I don't think the agencies have all the answers, regardless of their data. It could be that they realize they are killing demand long term by grabbing market share now, and are looking to make their money and run before the market collapses.

Shelma1

« Reply #96 on: October 31, 2013, 18:54 »
+1
My experience is that ad agencies, at least, rely on stock images more and more every day. But there are so many images uploaded daily that supply far outweighs demand.

« Reply #97 on: November 01, 2013, 11:01 »
0
My theory is that agencies have been selling images so cheaply, for so long, that it's gotten to the point where a growing number of customers simply don't need that many images anymore. I'm not suggesting that they have stopped buying, but perhaps they buy less than they used to?

I can't back this up with data. But for years many have argued that there was no difference between selling 5 images for $7 each and 100 images for $0.35 each. It still pays the same, right? The difference is the former option theoretically keeps demand higher (because I only own 5 images and I need 95 more), whereas the latter option reduces demand more quickly (I already have 100 images, I don't need any more).

I don't think the agencies have all the answers, regardless of their data.

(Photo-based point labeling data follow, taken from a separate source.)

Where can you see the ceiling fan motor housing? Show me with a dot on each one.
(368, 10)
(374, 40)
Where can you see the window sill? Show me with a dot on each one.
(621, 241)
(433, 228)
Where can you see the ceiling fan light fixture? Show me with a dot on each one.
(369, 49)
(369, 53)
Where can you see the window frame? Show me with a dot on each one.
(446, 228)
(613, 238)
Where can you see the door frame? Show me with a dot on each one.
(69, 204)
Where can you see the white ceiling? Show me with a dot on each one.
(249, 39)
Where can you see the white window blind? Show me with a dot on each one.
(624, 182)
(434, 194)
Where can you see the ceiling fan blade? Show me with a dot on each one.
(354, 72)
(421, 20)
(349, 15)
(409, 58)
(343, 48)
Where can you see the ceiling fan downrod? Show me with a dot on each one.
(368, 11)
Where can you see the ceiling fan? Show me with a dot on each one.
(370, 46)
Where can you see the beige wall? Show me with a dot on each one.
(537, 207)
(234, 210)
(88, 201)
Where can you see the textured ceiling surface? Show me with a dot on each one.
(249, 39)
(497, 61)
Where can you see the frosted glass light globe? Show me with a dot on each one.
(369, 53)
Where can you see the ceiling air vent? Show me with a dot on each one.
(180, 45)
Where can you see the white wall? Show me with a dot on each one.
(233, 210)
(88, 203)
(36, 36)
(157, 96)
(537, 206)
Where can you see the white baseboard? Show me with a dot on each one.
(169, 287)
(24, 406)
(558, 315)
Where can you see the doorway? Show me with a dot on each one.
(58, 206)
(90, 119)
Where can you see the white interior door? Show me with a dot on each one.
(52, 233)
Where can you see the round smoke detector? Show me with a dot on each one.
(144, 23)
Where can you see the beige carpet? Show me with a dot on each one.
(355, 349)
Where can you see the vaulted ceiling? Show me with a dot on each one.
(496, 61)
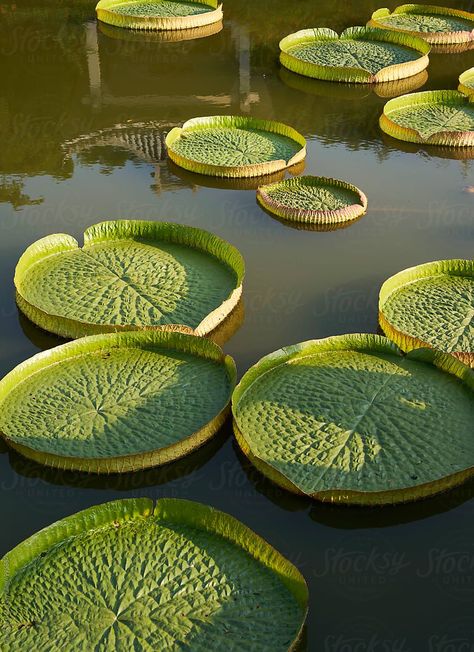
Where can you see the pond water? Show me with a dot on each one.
(394, 579)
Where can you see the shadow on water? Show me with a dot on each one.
(247, 183)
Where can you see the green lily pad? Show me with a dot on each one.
(314, 200)
(117, 402)
(359, 54)
(431, 305)
(439, 25)
(466, 82)
(431, 117)
(159, 14)
(235, 147)
(131, 575)
(351, 419)
(129, 275)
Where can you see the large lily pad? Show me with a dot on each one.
(129, 275)
(466, 82)
(232, 146)
(117, 402)
(431, 117)
(316, 201)
(360, 54)
(131, 575)
(431, 305)
(438, 25)
(351, 419)
(159, 14)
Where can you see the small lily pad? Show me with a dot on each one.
(131, 575)
(359, 54)
(431, 305)
(351, 419)
(235, 147)
(159, 14)
(117, 402)
(314, 200)
(129, 275)
(432, 117)
(437, 25)
(466, 82)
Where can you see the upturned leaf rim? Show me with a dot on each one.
(346, 74)
(365, 343)
(140, 230)
(238, 122)
(105, 14)
(434, 38)
(174, 341)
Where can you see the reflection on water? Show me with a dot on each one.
(74, 100)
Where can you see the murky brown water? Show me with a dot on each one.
(399, 579)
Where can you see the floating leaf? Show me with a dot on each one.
(231, 146)
(159, 14)
(360, 54)
(314, 200)
(431, 117)
(117, 402)
(466, 82)
(438, 25)
(131, 575)
(129, 275)
(350, 419)
(431, 305)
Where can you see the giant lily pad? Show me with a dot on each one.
(159, 14)
(466, 82)
(129, 275)
(438, 25)
(314, 200)
(360, 54)
(232, 146)
(117, 402)
(431, 305)
(131, 575)
(351, 419)
(431, 117)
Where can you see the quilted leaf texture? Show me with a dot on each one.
(160, 8)
(359, 54)
(129, 275)
(432, 117)
(431, 305)
(117, 402)
(436, 24)
(314, 200)
(159, 14)
(350, 419)
(230, 146)
(131, 576)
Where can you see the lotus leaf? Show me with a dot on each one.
(159, 14)
(466, 82)
(314, 200)
(117, 402)
(360, 54)
(131, 575)
(438, 25)
(431, 117)
(129, 275)
(228, 146)
(431, 305)
(351, 419)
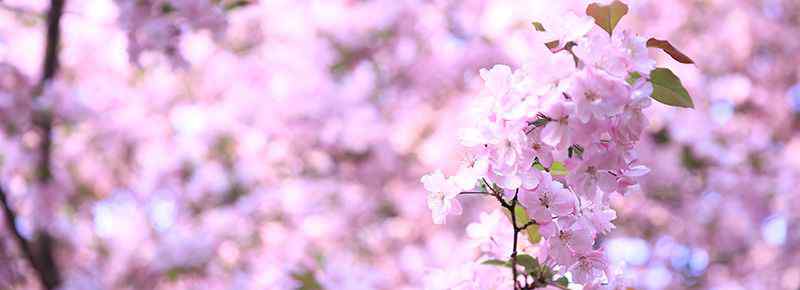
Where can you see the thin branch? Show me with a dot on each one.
(41, 258)
(557, 286)
(526, 225)
(475, 193)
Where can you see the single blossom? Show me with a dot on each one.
(441, 196)
(548, 199)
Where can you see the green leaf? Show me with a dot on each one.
(538, 25)
(558, 169)
(669, 49)
(607, 16)
(668, 89)
(531, 264)
(496, 262)
(563, 281)
(237, 4)
(522, 219)
(633, 77)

It could be that they realize they are killing demand long term by grabbing market share now, and are looking to make their money and run before the market collapses.

I have a printer friend who supplies marketing materials for small to medium local businesses. Five years ago he was spending a few hundred quid per year buying stock images on his clients' behalf for their projects. Nowadays however they nearly always supply their own images taken by themselves (usually of their own premises, staff or services in action). Digital cameras are just so cheap and easy to use that almost anyone can produce a passable image.

ShadySue

  • There is a crack in everything
« Reply #98 on: November 01, 2013, 11:46 »
0
My theory is that agencies have been selling images so cheaply, for so long, that it's gotten to the point where a growing number of customers simply don't need that many images anymore. I'm not suggesting that they have stopped buying, but perhaps they buy less than they used to?

I can't back this up with data. But for years many have argued that there was no difference between selling 5 images for $7 each and 100 images for $0.35 each. It still pays the same, right? The difference is the former option theoretically keeps demand higher (because I only own 5 images and I need 95 more), whereas the latter option reduces demand more quickly (I already have 100 images, I don't need any more).

I don't think the agencies have all the answers, regardless of their data. It could be that they realize they are killing demand long term by grabbing market share now, and are looking to make their money and run before the market collapses.

I have a printer friend who supplies marketing materials for small to medium local businesses. Five years ago he was spending a few hundred quid per year buying stock images on his clients' behalf for their projects. Nowadays however they nearly always supply their own images taken by themselves (usually of their own premises, staff or services in action). Digital cameras are just so cheap and easy to use that almost anyone can produce a passable image.

Also over the past few years the trend is moving towards authentic imagery, so businesses actually show their own premises and staff. I've heard this recommended over stock images several times on CreativeLIVE and also read it in design publications. Though the business publications which come my way have always used their own people and premises and built articles around them.